We are extremely lucky to be where we are, when we are. But as you will know if you've watched the career of big lottery winners, scoring big-time and being made aware of it don't always lend themselves to living happily ever after.
The Bushites would have you believe that Golden Age II ended with September 11, starting a generation(s)-long GWOT, also known as “the Long War” (see the "Appendix" for recent chronology from the "stoner" perspective). Of course, we here still living innit know that isn’t true: we’ve been told we must undergo “treatment” for our “addiction to oil”, but we haven’t got a space open yet for our chosen rehab unit. We may or may not emerge from our Golden Coma this year (hint: it only partly depends on the voters; the rest is just the vicissitudes of the House’s electoral roulette wheel, tricked up as it has been by both parties), or we may stagger on through the apocalypse we now call the 2008 elections to the inauguration of our chosen anti-Bushite.
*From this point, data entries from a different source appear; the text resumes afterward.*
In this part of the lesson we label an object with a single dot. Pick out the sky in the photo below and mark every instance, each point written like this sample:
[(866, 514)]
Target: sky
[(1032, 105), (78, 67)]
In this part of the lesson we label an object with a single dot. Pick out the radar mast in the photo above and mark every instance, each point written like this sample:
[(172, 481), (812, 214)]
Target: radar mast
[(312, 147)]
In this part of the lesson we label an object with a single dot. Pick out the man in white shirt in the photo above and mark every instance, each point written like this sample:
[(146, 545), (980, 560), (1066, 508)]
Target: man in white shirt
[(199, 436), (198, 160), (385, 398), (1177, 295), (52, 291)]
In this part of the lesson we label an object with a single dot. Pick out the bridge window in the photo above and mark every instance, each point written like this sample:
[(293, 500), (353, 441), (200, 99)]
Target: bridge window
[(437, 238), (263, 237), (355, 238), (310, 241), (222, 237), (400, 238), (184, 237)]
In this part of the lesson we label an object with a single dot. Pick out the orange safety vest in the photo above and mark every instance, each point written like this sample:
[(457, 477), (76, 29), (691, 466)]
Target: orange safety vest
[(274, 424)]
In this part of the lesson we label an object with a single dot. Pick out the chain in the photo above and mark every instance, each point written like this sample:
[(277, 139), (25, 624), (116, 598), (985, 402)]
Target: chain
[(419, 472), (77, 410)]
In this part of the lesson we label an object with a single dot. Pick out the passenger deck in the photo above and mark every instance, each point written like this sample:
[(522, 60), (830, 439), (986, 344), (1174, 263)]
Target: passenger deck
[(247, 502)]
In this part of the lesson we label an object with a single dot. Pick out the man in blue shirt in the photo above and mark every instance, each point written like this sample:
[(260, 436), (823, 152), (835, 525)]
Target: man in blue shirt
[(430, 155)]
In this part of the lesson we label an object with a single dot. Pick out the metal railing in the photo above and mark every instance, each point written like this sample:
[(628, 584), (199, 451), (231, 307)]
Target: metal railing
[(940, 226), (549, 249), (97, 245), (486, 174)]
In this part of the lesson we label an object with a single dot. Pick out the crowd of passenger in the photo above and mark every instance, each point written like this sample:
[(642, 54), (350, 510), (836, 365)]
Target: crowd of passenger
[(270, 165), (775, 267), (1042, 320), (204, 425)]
James Howard Kunstler would call the current age, which he also believes will be extended for decades, The Long Emergency. That's the title of the book, and the current age starts from the peak of world oil production, which may have already occurred in 2005, but if not, it will certainly occur soon.
Kunstler starts with some premises that are incontrovertible, such as the fact that there must be a peak, then a decline, in world oil production, starting pretty darn quick. Another is that the era of cheap fossil fuel energy is ending, and that many of the technological and engineering miracles of the recent era were in large part due to those cheap fossil fuels. He ties in global warming quite well to the developing emergency due to decline in oil availability, pointing out accurately that many of the touted solutions to perpetuate the fossil fuel era would compound the impending global climate change disaster. Logically, he remains on solid ground by debunking the market argument; all the market forces in the world cannot change the laws of physics.
He reaches, though, to prove that none of the alternatives are feasible. It is a difficult argument that no alternative can work: he has to prove that each and every possible new source is either limited in supply, unworkable, or too far away in time to relieve the gathering storm. Further, that a combination of these alternatives can't sustain our lifestyle.
He goes on to predict that globalization will end, that suburbia in all its manifestations will collapse, and that a global famine will result, with viable society reduced to small towns and small farms, isolated.
I think that in his zeal to give his jeremiad maximum urgency, he has undermined his strong initial arguments. He makes us want to "gargle with razor blades" in despair (his phrase), instead of mobilizing people to do something smart to avoid the decline into barbarism.
First, if we are just now reaching our peak of oil production, then there are still a trillion or so barrels of oil products yet to be consumed. There's plenty left, if we can be intelligent about using them according to a plan. Some uses are indefensible and must be abandoned, others (plastics and other chemicals, production of electricity) need to be preserved. He makes a very telling point that America needs to invest now in electrified railways, but doesn't seem to believe that it will happen (as it did in most of the rest of the developed world).
When it comes to personal road transportation, a very plausible alternative is emerging in terms of plug-in hybrid technology, and it seems likely that future energy transmission will be through the electrical grid. This, like the hybrids themselves, is an energy-consuming system that is characterized by flexibility (in the means of generating power) and efficiency.
I think Kunstler is motivated in part by geographical ignorance and bias. One clear takeaway is that he despises suburban sprawl and has a desire to see it end. OK, but do the dying industrial towns of the Northeast really have an advantage in the hypothetical localized economy of the future over the green exurbs? We already see that the jobs are moving to the suburbs, and not just the service McJobs of fast foods, gas stations, highway and single-family home construction.
I'll buy that some of the big cities based on sprawl and massive car commuting are in danger from the end of cheap gasoline. This will be exacerbated in this part of the country when water supplies dry up as a byproduct of global climate change and the exhaustion of aquifers. However, there are efforts to make sustainability part of the culture of the Southwest, too. There is also a source of energy which is practically limitless, totally renewable, and the potential of which has not been even slightly exploited to its full extent: solar energy. Apart from the expanded use of passive solar energy to heat homes, buildings, and water use, I actually think there is a technological fix, which will come from improved photoelectric energy capabilities; it's probably about a generation away.
In thinking about the book and the world he envisions, I thought of a late Talking Heads song off "Naked"--a fantastic album. "Nothing but Flowers" envisions a world where all the shopping malls and fast food restaurants have been replaced by daisies and farms. The perspective of the lyrics is nostalgia for the lost parking lots, etc. It seemed pretty outlandish, and I was never sure whether it was sarcastic. Surely, there will be some parts of our automobile-driven culture that we may miss (if Kunstler is right), but like him, I think history will look back on this period as a strange, perhaps necessary, phase of society's development, characterized by bizarre behavior on a massive scale and leading, unfortunately, only to its own exhaustion. Which is not to say that we will lose our technology, that the arts of this period will be totally denigrated, or that we will revert to near barbarism, either. I'm thinking more "Childhood's End".